Se aproximó a la cama con pasos tranquilos. Ruth lo vio y le sonrió. Él se acercó y preguntó con voz baja, casi susurrante:

—¿Cómo te sientes, pequeña?

—Mucho mejor —respondió Rebeca, con una dulzura frágil en la voz.

Ryan miró a Ruth y le dijo con amabilidad:

—¿Nos das unos minutos? Necesito hablar con ella a solas.

Ruth asintió sin protestar.

—Claro, no hay problema. Voy a la cafetería a comer algo… los dejo para que conversen tranquilos.

Salió de la habitación, cerrando la puerta con discreción.

Ryan se sentó en el borde de la cama, tomando la mano de Rebeca con cuidado.

La miró a los ojos con esa mezcla de ternura y culpa que había aprendido a dominar con los años, pero que con ella siempre se le rompía.

—Perdón por haberte ocultado todo —dijo con la voz ronca—. Al principio pensé que estabas comprometida con ellos y no quise arriesgar la misión. Pero… en cada ritual, en cada paso, mi prioridad fuiste tú. Siempre fuiste tú.

Las chicas me ayudaron a recabar pruebas de forma discreta, sin que nadie lo notara. Ni tú.

Sé que te lastimé con ese silencio, y solo espero… que algún día puedas perdonarme.

De los ojos de Rebeca rodaron dos lágrimas silenciosas, cálidas, liberadoras.

—No sabes lo que significas para mí, Ryan.

Lo que siento por ti va más allá de todo.

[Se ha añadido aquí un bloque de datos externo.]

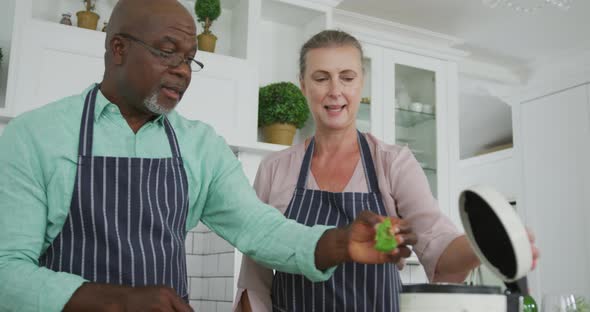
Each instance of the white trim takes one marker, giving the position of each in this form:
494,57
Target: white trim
330,3
487,158
490,71
396,36
402,30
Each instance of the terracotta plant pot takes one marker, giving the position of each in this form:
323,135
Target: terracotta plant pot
87,19
207,42
279,133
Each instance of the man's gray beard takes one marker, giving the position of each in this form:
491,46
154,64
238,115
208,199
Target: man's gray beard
151,103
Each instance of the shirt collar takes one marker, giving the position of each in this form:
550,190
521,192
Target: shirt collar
103,107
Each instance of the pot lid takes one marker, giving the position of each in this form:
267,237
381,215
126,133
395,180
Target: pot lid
450,289
495,232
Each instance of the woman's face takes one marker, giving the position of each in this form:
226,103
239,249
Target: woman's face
332,83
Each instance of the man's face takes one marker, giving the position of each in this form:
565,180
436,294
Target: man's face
154,86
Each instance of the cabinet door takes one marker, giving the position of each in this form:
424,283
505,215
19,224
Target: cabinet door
555,132
372,100
414,114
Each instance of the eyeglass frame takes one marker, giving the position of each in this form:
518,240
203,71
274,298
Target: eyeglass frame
165,56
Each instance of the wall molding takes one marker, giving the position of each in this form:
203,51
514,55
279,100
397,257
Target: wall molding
398,36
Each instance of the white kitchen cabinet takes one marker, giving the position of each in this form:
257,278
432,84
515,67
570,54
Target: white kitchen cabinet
51,61
552,133
425,133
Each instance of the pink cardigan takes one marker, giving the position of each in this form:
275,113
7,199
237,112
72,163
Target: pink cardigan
404,189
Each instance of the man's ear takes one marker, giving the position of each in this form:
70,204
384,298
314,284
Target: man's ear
118,49
302,85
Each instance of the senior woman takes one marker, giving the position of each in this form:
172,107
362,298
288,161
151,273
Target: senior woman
335,175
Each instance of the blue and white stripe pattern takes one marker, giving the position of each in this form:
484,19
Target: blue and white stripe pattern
127,217
353,287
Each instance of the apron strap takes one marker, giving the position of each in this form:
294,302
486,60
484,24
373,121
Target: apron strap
87,123
366,159
87,127
369,166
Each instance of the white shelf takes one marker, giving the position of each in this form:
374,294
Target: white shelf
231,27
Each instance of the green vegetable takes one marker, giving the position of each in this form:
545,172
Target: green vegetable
529,304
581,304
385,240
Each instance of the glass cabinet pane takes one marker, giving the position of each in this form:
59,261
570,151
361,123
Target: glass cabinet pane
363,118
415,116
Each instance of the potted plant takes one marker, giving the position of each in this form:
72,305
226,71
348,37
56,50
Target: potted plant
282,109
207,11
88,19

Sé que nunca me harías daño, y que siempre estarás para mí.

Eres más que mi maestro. Eres mi amigo… mi amante… y mi protector.

Hizo una pausa, tragando saliva, su voz temblorosa.

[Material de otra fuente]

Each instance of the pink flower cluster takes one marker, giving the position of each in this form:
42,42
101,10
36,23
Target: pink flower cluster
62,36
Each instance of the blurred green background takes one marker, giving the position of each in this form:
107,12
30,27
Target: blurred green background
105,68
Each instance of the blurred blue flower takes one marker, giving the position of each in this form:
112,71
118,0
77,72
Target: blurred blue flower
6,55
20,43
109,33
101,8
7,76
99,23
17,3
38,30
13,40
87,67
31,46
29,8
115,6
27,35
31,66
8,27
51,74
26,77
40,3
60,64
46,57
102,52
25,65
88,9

—Hablé con Malena. Me explicó cosas sobre ti… cosas que no conocía. Me habló de Rouse.

Ahora entiendo que hay una parte de ti que aún está rota. Y sé que no podré llenar ese vacío.

Ryan bajó la mirada.

No dijo nada.

Solo acarició su mejilla y luego sus dedos.

—No quiero perderte —murmuró finalmente—. Pero sé que… aunque nuestros caminos se cruzaron, no pueden terminar unidos.

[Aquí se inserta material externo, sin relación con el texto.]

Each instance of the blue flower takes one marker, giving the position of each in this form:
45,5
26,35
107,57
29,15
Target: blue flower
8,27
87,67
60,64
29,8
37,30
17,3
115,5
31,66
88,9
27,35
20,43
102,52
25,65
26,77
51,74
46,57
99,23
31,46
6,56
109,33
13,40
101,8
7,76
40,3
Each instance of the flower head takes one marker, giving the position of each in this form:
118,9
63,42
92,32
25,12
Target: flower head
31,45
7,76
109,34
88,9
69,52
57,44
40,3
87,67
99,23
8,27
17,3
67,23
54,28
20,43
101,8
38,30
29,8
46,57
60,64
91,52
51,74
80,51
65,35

Siempre estarás en mí. Siempre.

Se inclinó y la besó con ternura, con una intensidad suave que decía más que mil palabras. Un beso que sabía a despedida… y a promesa.

Justo entonces, Ruth entró. Se detuvo al verlos, sus ojos se suavizaron.

—¿Todo está bien? —preguntó, viendo las lágrimas en el rostro de Rebeca.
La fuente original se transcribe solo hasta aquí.